Primers are short DNA sequences, usually composed of 18 to 24 base pair, which act as the starting point for DNA amplification by DNA polymerase enzyme during the PCR process.
Because DNA polymerase enzymes are only able to add nucleotides to the end of a DNA strand under construction, primers are essential components of the DNA replication process. Therefore, designing suitable primers is essential for performing a PCR reaction correctly and replicating the desired part with high efficiency.
To design a primer, you must first obtain the sequence of the studied gene in FASTA format from nucleic acid sequence databanks (like NCBI).

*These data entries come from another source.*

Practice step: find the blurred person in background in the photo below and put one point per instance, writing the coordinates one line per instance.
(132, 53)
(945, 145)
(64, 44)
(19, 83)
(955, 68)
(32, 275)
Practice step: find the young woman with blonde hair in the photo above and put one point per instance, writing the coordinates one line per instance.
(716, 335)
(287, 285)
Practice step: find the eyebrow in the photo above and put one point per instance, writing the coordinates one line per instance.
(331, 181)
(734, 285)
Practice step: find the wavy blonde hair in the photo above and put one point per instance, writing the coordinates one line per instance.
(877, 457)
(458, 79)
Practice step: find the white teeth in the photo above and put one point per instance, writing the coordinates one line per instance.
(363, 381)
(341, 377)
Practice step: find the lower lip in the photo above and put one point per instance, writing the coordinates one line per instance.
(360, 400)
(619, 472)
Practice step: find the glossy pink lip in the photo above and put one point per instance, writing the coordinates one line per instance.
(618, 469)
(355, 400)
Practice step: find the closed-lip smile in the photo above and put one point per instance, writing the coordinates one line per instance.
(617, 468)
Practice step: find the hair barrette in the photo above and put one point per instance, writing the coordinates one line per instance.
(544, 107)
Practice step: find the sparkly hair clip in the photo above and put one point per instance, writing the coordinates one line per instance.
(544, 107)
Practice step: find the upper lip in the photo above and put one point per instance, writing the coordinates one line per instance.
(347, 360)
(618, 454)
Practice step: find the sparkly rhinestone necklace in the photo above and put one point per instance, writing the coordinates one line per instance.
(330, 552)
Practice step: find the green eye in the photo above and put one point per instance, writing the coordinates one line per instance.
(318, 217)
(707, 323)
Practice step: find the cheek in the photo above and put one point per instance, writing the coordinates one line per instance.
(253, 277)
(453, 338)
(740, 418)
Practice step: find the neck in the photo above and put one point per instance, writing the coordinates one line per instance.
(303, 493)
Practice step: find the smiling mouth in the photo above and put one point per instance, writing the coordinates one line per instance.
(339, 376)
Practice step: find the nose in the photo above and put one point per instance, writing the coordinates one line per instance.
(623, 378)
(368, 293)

In the next step, different softwares such as Oligo, gene runner, primer3, beacon designer, etc. can be used to design primers.
Basic principles of primer designing
Typically, a length of 18 to 22 nucleotides is usually suitable for a primer. If the length of the primer is shorter, the probability of non-specific binding of the primer to the template DNA strand increases, and if the length of the primer is longer than this range, the binding of the primer to the template becomes more difficult at the annealing temperature.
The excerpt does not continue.